The NTSB was notified about 20:50 the day of the accident; a full go-team was assembled in Washington, D.C. and arrived on scene early the next morning.[2] Meanwhile, initial witness descriptions led many to believe the cause of the crash was a bomb or surface-to-air missile attack.[27][28][29] The NTSB does not investigate criminal activity. In past investigations, once it was established that a crash was, in fact, a criminal act, the FBI had become the lead federal investigative body, with the NTSB providing any requested support.[30] In the case of TWA 800, the FBI initiated a parallel criminal investigation alongside the NTSB's accident investigation.[31]
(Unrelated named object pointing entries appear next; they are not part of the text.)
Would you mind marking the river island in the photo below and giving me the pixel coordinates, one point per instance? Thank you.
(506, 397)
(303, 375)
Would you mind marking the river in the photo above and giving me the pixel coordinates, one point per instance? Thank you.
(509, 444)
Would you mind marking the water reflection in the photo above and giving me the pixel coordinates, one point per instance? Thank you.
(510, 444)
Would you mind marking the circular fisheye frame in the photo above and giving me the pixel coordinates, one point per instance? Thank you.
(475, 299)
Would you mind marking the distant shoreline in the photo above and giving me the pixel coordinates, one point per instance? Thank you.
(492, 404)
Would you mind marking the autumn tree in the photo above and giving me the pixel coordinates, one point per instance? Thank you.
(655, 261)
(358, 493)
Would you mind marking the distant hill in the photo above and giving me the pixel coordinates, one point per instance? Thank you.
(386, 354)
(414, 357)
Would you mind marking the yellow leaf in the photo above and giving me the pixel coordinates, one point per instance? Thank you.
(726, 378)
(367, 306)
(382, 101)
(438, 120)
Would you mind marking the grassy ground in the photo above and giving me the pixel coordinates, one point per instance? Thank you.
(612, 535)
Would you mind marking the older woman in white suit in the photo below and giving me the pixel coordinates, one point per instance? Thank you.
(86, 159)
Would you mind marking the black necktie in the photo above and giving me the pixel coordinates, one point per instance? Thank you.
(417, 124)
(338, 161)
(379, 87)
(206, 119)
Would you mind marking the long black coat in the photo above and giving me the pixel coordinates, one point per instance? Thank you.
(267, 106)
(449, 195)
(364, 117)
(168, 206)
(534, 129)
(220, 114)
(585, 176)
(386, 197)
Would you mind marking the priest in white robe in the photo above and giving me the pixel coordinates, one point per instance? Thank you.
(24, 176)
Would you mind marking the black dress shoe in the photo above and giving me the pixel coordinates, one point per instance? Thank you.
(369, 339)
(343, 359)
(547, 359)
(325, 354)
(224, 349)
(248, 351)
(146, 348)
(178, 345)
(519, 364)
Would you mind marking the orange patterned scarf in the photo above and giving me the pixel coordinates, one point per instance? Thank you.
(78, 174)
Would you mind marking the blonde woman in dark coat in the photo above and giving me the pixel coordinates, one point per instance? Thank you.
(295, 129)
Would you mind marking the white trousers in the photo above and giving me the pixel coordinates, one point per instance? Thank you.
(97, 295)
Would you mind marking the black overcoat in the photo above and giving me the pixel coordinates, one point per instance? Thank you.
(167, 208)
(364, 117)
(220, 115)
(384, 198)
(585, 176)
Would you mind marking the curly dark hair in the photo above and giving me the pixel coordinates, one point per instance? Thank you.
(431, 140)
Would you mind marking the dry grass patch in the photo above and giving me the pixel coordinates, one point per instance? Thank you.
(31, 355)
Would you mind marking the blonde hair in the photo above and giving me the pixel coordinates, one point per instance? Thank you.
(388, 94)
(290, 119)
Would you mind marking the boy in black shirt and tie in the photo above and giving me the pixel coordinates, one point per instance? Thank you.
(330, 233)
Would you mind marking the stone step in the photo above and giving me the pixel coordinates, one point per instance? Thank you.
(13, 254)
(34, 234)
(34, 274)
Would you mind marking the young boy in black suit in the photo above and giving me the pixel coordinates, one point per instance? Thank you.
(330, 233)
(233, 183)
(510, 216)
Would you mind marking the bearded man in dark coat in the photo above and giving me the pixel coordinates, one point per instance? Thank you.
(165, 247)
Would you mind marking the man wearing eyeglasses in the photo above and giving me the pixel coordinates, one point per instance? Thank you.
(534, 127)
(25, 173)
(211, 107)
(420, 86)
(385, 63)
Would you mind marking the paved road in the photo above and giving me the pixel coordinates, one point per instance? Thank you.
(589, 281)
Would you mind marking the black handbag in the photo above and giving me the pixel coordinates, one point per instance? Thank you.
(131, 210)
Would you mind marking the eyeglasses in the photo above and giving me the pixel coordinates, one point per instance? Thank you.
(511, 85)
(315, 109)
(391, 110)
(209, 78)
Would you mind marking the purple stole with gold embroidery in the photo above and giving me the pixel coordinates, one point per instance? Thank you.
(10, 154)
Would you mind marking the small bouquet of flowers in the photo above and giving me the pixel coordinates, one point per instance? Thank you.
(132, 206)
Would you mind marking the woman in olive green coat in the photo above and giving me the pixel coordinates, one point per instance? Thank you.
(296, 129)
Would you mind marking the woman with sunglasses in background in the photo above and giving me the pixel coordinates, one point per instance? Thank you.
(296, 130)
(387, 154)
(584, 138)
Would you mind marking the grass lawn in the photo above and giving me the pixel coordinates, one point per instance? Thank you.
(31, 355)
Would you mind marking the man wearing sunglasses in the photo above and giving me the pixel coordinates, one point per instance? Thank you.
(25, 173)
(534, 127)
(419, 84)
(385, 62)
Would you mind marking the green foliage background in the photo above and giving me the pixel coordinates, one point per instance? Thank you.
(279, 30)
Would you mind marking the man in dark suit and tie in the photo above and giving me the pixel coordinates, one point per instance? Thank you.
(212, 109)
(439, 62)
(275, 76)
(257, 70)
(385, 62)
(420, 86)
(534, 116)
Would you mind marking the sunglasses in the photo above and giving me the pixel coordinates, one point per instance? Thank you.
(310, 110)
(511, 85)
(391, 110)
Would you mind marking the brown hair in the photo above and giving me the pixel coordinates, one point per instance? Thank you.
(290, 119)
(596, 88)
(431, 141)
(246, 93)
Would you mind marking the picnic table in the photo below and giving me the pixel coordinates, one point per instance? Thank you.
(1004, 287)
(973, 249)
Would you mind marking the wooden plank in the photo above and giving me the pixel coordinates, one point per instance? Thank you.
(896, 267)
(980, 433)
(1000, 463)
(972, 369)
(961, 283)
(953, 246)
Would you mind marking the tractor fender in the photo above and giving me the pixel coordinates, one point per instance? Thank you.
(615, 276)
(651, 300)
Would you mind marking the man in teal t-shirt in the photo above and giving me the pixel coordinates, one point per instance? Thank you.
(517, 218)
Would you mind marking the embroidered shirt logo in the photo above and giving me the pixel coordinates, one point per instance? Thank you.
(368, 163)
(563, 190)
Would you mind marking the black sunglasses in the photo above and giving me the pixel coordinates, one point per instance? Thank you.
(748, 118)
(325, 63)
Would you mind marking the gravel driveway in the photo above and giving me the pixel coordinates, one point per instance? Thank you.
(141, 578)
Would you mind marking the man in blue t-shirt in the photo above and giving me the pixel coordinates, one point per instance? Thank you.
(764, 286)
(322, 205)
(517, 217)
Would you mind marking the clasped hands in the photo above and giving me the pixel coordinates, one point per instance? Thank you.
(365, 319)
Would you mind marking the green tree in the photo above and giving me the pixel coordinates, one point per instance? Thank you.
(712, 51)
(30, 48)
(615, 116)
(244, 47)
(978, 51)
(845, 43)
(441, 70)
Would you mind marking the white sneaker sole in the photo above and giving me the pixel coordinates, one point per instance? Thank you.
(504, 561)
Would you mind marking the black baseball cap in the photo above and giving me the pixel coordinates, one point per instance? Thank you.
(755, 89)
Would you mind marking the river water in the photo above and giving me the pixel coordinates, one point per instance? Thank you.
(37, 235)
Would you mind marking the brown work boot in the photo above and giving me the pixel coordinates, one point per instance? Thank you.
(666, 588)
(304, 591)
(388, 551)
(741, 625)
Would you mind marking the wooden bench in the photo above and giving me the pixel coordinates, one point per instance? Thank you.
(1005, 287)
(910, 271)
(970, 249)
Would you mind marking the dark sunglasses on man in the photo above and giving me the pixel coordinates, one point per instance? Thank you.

Search and recovery operations[edit]
Search and recovery operations were conducted by federal, state, and local agencies, as well as government contractors.[32] Remote-operated vehicles (ROVs), side-scan sonar, and laser line-scanning equipment were used to search for and investigate underwater debris fields. Victims and wreckage were recovered by Scuba divers and ROVs; later scallop trawlers were used to recover wreckage embedded in the ocean floor.[33] In one of the largest diver-assisted salvage operations ever conducted, often working in very difficult and dangerous conditions, over 95% of the airplane wreckage was eventually recovered.[31][34] The search and recovery effort identified three main areas of wreckage underwater.[35] The yellow zone, red zone, and green zone contained wreckage from front, center, and rear sections of the airplane, respectively.[36] The green zone with the aft portion of the aircraft was located the furthest along the flight path.